Com o setor solar oferecendo um argumento econômico sólido, Meyer acredita que a estimativa do governo de que o limite de 3,5 GW será atingido em 2022 está subestimando a taxa de instalações em alguns anos. “Até o final de 2020, no entanto, os custos de sistema fotovoltaico, módulo e BoS [balança de sistema] devem cair mais 5 a 10% e determinar outro impulso no mercado”, afirmou ele. “Isso também pode impulsionar a venda de baterias”.
Uma mudança gradual pode ser melhor
Segundo Marcio Takata, CEO da consultoria brasileira Greener, o segmento de geração distribuída continua sendo a melhor fonte de negócios no mercado solar brasileiro. “Esperamos que as novas mudanças nas regras de geração distribuída forneçam uma estrutura clara para o desenvolvimento do segmento”, afirmou. “O mercado depende de volumes de crescimento, uma cadeia de suprimentos eficiente e empreendedores bem preparados, e agora pode melhorar sua curva de aprendizado, o que é crucial para trazer os benefícios da tecnologia solar para os consumidores finais”.
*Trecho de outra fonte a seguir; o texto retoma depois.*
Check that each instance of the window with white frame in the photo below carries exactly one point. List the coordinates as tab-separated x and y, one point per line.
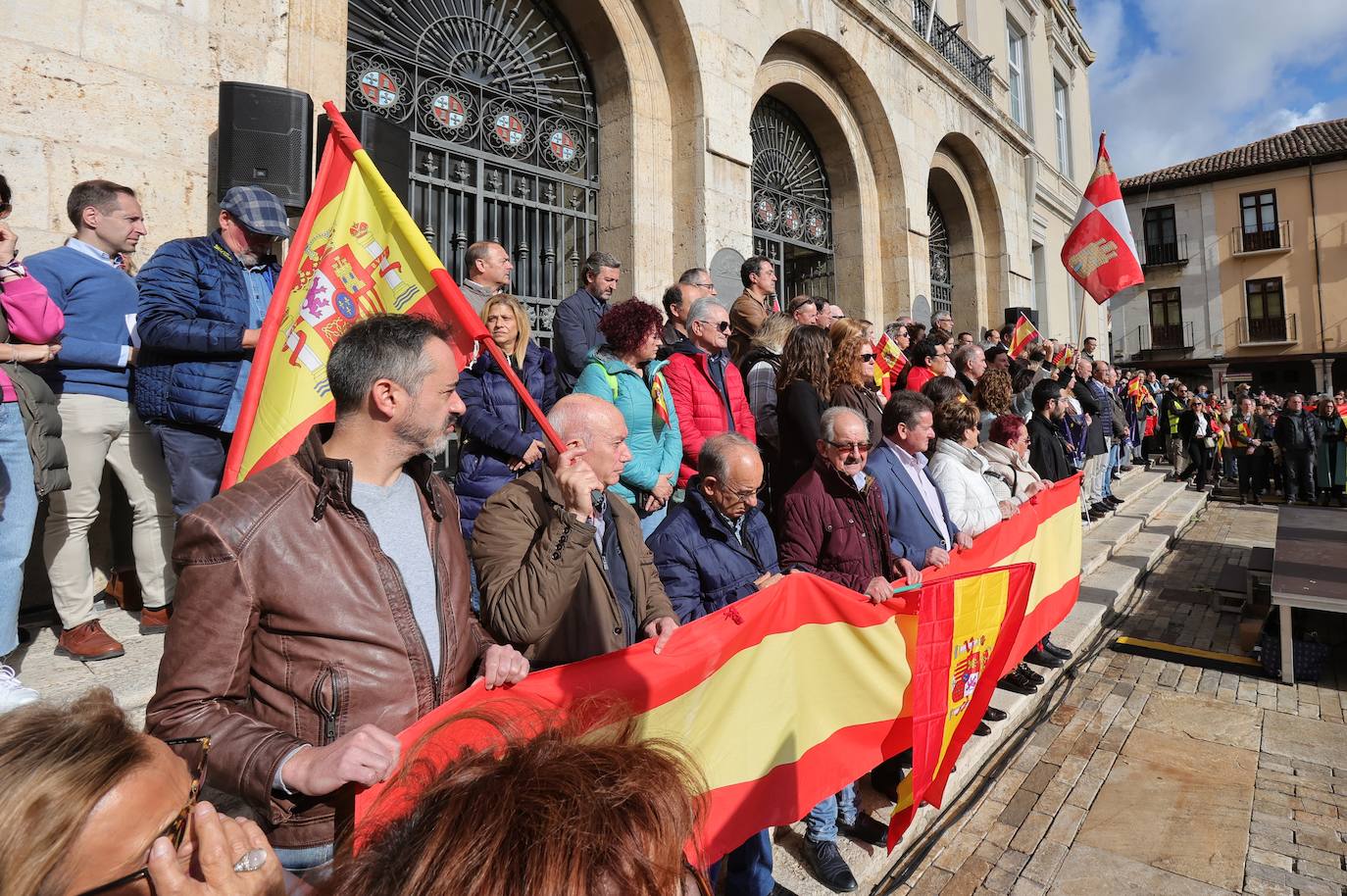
1062	111
1018	75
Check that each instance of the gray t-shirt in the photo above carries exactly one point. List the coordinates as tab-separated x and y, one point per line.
393	514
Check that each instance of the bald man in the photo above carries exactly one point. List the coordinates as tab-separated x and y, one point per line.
562	568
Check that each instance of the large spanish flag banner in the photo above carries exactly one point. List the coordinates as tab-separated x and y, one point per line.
356	252
1047	533
965	636
781	698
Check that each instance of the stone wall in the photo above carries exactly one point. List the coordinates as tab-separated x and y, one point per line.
128	92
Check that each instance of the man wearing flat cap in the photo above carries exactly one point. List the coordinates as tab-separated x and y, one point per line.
202	301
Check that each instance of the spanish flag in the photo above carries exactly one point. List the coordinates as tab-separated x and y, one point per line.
356	252
1023	333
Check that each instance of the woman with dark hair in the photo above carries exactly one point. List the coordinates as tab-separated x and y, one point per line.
852	373
92	806
501	439
993	396
803	394
574	812
626	373
28	330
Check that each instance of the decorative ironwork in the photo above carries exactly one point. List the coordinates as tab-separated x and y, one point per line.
942	280
792	202
944	36
504	131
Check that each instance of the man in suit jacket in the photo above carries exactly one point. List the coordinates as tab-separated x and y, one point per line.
921	528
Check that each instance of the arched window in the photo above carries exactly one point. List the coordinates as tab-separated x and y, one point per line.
504	131
942	283
792	204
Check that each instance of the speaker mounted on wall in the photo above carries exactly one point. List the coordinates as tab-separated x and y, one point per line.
266	139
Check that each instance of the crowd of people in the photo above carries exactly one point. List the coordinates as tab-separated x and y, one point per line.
708	452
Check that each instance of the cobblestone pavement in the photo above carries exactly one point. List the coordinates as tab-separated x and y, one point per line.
1151	776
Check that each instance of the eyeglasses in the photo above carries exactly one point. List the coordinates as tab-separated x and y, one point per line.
176	828
860	448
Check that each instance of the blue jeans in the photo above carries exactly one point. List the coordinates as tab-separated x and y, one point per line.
305	859
821	824
18	511
195	461
748	868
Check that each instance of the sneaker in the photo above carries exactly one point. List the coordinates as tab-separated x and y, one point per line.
87	643
155	622
13	693
828	866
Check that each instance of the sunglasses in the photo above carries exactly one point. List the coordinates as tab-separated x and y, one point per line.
176	828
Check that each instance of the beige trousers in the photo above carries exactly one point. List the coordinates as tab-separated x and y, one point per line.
100	430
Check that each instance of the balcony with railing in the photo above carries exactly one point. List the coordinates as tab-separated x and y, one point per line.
1173	252
1279	330
1273	236
959	53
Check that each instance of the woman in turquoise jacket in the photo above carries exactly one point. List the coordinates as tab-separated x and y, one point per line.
624	371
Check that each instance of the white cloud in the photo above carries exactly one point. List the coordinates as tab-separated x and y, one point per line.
1209	75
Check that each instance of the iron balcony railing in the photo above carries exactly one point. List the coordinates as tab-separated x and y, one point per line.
1155	255
959	53
1274	234
1164	337
1279	329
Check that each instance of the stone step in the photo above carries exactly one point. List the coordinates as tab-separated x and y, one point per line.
1120	551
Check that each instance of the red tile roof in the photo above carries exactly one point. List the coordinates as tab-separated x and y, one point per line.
1307	143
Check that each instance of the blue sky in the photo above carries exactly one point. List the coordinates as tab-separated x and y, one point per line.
1177	79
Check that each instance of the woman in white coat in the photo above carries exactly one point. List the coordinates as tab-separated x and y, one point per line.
1007	453
959	472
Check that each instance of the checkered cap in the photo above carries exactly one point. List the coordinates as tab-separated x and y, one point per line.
258	211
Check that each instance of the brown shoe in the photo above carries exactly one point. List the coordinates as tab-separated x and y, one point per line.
155	622
87	643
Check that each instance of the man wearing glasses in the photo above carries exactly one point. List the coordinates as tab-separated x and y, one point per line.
832	525
706	385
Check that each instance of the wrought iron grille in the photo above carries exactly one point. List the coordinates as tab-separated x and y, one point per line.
957	51
942	281
504	131
792	202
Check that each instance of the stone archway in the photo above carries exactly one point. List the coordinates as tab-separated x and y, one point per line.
959	184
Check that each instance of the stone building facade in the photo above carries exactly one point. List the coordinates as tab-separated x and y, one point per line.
884	155
1245	267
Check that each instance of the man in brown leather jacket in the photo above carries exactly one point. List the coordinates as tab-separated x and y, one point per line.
323	604
561	564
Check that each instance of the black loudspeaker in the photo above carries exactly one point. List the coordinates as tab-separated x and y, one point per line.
1013	316
266	139
388	146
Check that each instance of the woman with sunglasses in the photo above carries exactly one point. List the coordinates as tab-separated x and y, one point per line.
90	806
852	373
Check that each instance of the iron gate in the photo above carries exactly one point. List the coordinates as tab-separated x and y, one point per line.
504	131
942	283
792	204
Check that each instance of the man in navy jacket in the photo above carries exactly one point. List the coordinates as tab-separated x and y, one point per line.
713	550
921	528
202	301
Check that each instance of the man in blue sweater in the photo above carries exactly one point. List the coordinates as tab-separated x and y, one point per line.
92	380
202	301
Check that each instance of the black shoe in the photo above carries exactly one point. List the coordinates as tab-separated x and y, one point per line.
1061	652
1044	659
828	867
1033	678
867	828
1018	683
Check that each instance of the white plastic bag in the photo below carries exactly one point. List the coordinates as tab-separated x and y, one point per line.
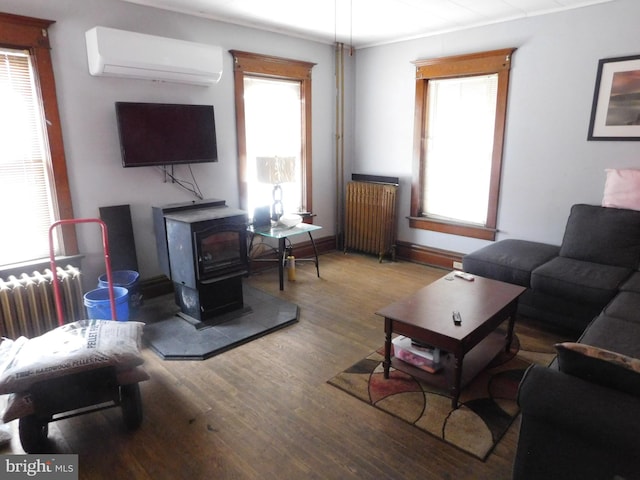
71	348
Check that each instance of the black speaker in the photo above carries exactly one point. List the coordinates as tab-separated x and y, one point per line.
122	248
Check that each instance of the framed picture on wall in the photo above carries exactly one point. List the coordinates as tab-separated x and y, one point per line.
615	114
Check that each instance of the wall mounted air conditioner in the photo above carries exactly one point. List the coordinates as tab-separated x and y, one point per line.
119	53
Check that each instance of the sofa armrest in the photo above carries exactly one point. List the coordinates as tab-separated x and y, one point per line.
586	409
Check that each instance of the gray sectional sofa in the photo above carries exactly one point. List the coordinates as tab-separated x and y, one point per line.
580	415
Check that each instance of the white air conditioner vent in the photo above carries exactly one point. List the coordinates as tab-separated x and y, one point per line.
119	53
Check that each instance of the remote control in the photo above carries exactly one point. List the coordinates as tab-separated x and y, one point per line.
464	275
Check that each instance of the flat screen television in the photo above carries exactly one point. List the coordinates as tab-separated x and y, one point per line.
166	134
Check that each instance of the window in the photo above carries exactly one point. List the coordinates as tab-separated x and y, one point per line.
459	130
33	177
273	114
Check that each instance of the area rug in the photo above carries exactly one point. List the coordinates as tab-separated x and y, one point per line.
487	404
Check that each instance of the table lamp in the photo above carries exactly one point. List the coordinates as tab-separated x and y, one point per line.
276	171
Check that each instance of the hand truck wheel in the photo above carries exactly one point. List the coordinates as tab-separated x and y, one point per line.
33	433
131	404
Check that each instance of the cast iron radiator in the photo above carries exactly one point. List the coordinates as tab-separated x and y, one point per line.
370	218
27	304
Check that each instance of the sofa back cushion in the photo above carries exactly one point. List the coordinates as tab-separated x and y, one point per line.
610	236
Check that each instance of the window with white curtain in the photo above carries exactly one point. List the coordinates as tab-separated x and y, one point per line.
459	147
24	163
34	184
460	117
273	122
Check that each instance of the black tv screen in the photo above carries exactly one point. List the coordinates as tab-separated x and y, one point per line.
166	134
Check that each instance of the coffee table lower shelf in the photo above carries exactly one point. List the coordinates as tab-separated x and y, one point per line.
471	363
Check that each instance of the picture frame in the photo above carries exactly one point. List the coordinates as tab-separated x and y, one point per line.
615	113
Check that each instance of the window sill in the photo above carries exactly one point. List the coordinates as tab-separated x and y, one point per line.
39	265
462	229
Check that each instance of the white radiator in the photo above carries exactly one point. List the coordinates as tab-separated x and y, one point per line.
27	304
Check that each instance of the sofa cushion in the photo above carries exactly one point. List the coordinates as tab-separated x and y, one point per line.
622	188
632	284
510	260
601	366
578	280
610	236
624	305
613	333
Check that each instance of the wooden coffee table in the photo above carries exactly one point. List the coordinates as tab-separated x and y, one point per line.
426	316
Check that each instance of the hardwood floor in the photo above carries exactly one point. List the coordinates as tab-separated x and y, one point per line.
264	410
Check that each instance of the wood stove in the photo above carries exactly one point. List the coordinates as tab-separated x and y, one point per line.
203	250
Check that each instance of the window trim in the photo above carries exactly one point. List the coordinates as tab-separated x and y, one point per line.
27	33
254	64
495	61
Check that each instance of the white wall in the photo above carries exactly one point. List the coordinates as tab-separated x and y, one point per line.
548	163
88	117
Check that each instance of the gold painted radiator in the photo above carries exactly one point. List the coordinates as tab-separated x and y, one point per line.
27	304
370	218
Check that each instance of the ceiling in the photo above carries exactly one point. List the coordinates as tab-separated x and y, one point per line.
364	23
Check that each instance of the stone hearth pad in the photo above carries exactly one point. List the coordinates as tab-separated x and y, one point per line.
174	338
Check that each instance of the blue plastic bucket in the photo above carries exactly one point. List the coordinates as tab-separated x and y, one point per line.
98	304
127	279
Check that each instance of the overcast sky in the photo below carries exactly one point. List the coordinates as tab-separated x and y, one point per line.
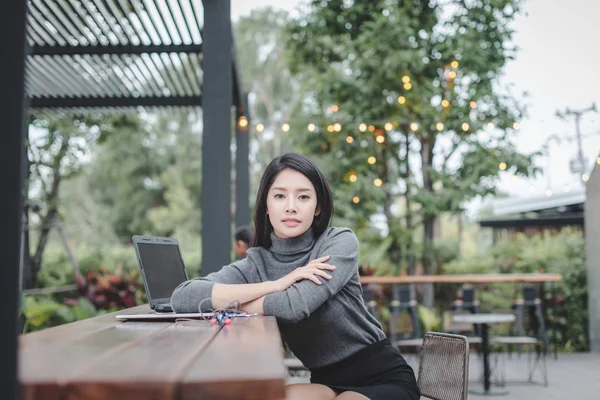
558	66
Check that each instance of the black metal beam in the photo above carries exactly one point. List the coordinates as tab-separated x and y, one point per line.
242	169
541	221
12	82
239	99
115	49
216	153
94	102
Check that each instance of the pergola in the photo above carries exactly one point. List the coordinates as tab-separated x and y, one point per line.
80	56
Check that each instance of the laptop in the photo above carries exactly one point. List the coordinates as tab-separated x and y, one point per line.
162	270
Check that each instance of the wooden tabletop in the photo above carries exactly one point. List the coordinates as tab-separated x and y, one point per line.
465	278
483	318
101	358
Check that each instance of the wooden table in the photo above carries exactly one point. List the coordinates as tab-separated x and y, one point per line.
537	278
484	320
463	278
101	358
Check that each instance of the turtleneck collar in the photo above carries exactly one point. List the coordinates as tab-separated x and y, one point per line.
292	245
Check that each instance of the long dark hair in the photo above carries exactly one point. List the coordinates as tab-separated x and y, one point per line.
302	164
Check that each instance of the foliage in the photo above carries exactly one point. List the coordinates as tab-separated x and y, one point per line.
56	150
276	96
562	253
37	314
407	97
110	290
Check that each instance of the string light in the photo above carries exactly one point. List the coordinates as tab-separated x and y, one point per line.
585	177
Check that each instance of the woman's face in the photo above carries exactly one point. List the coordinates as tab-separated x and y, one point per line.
291	204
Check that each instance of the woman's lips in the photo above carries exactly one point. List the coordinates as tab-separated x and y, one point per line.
290	223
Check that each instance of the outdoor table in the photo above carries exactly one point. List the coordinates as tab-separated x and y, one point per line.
531	278
484	320
102	358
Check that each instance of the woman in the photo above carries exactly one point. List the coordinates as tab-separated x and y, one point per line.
306	275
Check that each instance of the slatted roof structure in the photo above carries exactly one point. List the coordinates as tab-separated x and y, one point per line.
116	55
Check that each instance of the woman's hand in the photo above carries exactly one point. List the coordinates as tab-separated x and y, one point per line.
310	271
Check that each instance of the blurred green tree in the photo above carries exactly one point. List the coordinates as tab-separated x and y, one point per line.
409	105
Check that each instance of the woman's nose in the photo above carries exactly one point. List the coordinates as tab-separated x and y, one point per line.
291	206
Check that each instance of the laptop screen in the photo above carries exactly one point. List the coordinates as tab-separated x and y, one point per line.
163	268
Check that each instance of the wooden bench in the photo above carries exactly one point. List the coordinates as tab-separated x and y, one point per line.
101	358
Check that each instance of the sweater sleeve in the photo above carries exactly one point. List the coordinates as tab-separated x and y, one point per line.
301	299
191	294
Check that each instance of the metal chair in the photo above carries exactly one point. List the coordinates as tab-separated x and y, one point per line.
444	366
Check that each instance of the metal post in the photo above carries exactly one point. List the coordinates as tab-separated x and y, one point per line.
242	169
217	99
12	77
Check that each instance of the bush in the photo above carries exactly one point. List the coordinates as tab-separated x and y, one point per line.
562	253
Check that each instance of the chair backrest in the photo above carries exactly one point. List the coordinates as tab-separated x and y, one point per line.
444	366
449	325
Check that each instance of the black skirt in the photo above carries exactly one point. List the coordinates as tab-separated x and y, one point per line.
378	372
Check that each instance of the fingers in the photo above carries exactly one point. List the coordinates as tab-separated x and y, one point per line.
318	260
324	266
323	274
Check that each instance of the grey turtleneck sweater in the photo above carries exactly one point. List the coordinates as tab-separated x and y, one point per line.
322	324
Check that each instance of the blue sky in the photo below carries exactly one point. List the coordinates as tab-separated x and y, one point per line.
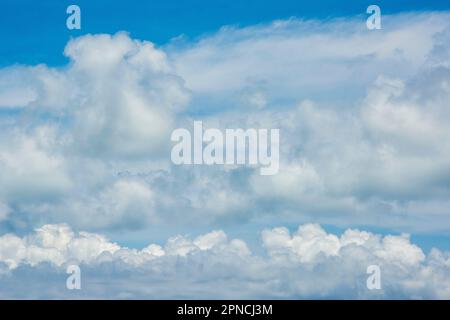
33	32
86	118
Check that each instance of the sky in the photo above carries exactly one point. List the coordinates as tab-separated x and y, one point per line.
86	119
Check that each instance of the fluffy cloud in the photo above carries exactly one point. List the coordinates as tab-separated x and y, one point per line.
88	144
308	263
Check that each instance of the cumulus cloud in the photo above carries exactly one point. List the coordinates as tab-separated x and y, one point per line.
89	143
307	263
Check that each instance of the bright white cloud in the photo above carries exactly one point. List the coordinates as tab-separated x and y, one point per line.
308	263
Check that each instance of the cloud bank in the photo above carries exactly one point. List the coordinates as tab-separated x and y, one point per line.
363	118
307	263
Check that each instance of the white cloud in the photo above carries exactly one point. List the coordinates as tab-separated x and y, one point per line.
88	144
308	263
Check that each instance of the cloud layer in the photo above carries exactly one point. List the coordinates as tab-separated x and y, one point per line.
307	263
363	118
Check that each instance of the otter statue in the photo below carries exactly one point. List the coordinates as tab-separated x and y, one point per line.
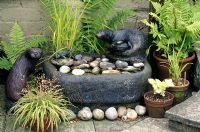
17	78
127	44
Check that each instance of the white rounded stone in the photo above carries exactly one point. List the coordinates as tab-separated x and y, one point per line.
121	111
64	69
98	114
138	65
141	110
78	72
85	114
104	59
110	72
71	115
111	113
86	108
131	114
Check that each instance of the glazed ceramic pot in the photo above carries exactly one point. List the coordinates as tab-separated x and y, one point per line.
179	92
162	64
157	108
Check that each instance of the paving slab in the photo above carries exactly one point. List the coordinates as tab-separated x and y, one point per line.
150	125
114	126
182	127
80	126
187	112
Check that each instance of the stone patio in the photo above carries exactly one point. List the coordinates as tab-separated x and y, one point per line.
182	117
142	124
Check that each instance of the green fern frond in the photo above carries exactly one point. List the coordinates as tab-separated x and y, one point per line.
17	36
17	46
5	63
194	28
36	42
98	16
119	18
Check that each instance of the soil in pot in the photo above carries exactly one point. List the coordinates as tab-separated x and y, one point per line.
163	71
157	105
179	92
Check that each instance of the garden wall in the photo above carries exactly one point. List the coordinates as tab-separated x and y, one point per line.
31	17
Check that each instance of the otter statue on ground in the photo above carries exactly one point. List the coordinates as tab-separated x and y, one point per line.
17	78
128	44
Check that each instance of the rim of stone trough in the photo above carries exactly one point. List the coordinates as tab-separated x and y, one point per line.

Sua consultoria fornece dados e relatórios de mercado para que os formuladores de políticas públicas possam fazer as escolhas certas, disse Takata. “Espero que nossa agência reguladora de energia, a ANEEL, introduza mudanças que sejam sustentáveis e sem um forte impacto no desenvolvimento do setor”, disse ele. “Os benefícios para os consumidores que a energia solar está trazendo não podem ser ignorados.”
Lucas Troia, Diretor de Desenvolvimento de Negócios do maior instalador de sistemas fotovoltaicos do Brasil, Sices Solar, disse que o segmento DG está explodindo. “Sabemos que há uma corrida agora até o final de dezembro, mas também estamos muito otimistas de que a mudança regulatória não será tão abrupta”, disse ele. “Em nossa opinião, será uma mudança suave e o mercado absorverá a mudança.” Com os preços da eletricidade subindo e os custos dos sistemas fotovoltaicos diminuindo, o impacto da mudança regulatória nos períodos de retorno do sistema pode ser mínimo, argumenta Troia. O próximo ano também será bom para a geração distribuída, ele previu, acrescentando: “O Brasil precisa de energia e a energia solar é a maneira mais barata e rápida de gerá-la”.